Швеция, которую он временно покидал, весной стала свидетельницей создания Комитета по сотрудничеству Объединений прислуги, инициатива принадлежала Ханне Грёнвалль, председательнице профсоюза столичной прислуги. На короля Густава V только что свалилось скандальное дело Хайбю. Буржуазное большинство в риксдаге утвердило резолюцию об усилении шведских вооруженных сил, что привело к падению правительства социал-демократов.

В начале июня Бергман сошел с поезда, после бессонной ночи, уже познакомившись с прусским порядком. “Страх и ужас, – писал он матери 12 июня, – куда меня занесло! Но забавно. Все происходит по команде. Порции еды исполинские. Всё исполинского формата. Вчера нас командировали, с одной стороны, осмотреть аэропорт, а с другой – послушать доклад о Густаве II Адольфе, фактически обернувшийся дифирамбом Гитлеру”.

Когда Бергман приехал в Берлин, у власти с 1933 года находился германский фюрер. До печально знаменитой “хрустальной ночи” пройдут еще два года, однако преследования евреев уже шли полным ходом. Их магазины бойкотировались, они лишались гражданских прав. В концлагере Дахау под Мюнхеном с приходом диктатора к власти систематически превращали в рабов и убивали политических противников, евреев, коммунистов, гомосексуалистов и инвалидов. Когда позднее в июне немецкий боксер-тяжеловес в двенадцатом раунде нокаутировал в Нью-Йорке Джо Луиса, нацисты ликовали, считая эту победу доказательством превосходства арийской расы.

Одновременно шла подготовка к масштабной гитлеровской демонстрации перед скептически настроенным миром – к летним Олимпийским играм в Берлине, которые откроются 1 августа. В национальном масштабе нацисты уже провели основательную олимпийскую репетицию. В феврале, на зимних играх в баварском Гармиш-Партенкирхене – их открывал сам диктатор – немцы были вторыми по количеству завоеванных золотых и серебряных медалей, уступив только Норвегии, которую оккупируют четыре года спустя.
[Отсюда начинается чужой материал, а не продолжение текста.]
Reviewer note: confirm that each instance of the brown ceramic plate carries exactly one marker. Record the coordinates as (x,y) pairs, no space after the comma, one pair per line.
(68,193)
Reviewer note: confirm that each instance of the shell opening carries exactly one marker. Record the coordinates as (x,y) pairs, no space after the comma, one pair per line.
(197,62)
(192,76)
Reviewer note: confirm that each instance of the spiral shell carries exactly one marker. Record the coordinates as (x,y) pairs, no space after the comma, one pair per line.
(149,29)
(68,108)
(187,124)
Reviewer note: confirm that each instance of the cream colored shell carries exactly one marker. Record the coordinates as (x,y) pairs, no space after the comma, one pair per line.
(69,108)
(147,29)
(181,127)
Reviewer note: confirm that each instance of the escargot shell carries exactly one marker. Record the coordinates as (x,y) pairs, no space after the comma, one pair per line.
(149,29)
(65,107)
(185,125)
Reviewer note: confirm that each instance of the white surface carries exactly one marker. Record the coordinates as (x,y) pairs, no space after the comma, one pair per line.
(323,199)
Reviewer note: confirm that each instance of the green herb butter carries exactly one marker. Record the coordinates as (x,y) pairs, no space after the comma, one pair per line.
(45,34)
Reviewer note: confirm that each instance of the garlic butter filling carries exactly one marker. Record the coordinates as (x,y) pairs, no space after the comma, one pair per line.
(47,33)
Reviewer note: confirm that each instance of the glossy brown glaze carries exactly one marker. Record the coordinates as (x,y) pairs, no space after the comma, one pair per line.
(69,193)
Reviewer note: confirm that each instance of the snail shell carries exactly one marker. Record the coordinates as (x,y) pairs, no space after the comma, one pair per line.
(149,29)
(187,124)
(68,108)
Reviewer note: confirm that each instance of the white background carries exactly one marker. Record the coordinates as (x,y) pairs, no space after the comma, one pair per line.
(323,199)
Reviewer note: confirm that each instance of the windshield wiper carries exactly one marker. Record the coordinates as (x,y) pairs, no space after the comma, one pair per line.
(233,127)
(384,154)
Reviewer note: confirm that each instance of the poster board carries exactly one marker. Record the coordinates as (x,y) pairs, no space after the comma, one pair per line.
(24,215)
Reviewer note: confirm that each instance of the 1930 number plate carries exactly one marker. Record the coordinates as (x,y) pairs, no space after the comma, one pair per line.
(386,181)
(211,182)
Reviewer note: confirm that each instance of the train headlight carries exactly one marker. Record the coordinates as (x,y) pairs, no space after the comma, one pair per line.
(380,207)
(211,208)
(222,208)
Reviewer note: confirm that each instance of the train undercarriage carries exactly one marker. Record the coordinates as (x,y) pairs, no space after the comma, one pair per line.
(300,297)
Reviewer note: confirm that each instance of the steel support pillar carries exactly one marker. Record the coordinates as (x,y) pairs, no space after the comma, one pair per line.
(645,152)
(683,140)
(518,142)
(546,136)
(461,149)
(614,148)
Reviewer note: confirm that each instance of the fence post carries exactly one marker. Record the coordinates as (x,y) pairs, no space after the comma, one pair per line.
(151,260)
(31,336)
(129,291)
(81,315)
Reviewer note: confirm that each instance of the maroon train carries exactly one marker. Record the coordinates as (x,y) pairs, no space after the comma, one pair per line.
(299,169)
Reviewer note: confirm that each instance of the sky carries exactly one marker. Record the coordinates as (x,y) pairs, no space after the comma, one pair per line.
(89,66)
Ингмар Бергман захватил с собой не только простенький багаж. И в пасторском доме, и в школе его снабдили также изрядной дозой национал-социалистической пропаганды. Брат Даг был одним из создателей национал-социалистической партии, а папенька Эрик на выборах неоднократно голосовал за национал-социалистов. Пастор не зря читал “Сёндагсниссе-Стрикс” с антисемитскими карикатурами Альберта Энгстрёма. Ингмаров школьный учитель истории восхищался давней Германией, чью культуру высоко ценили во многих кругах Швеции, а учитель гимнастики каждое лето ездил в Баварию на офицерские слеты. Некоторые из священников прихода были, по выражению Ингмара Бергмана, криптонацистами, а ближайшие друзья семьи горячо симпатизировали нацистской Германии.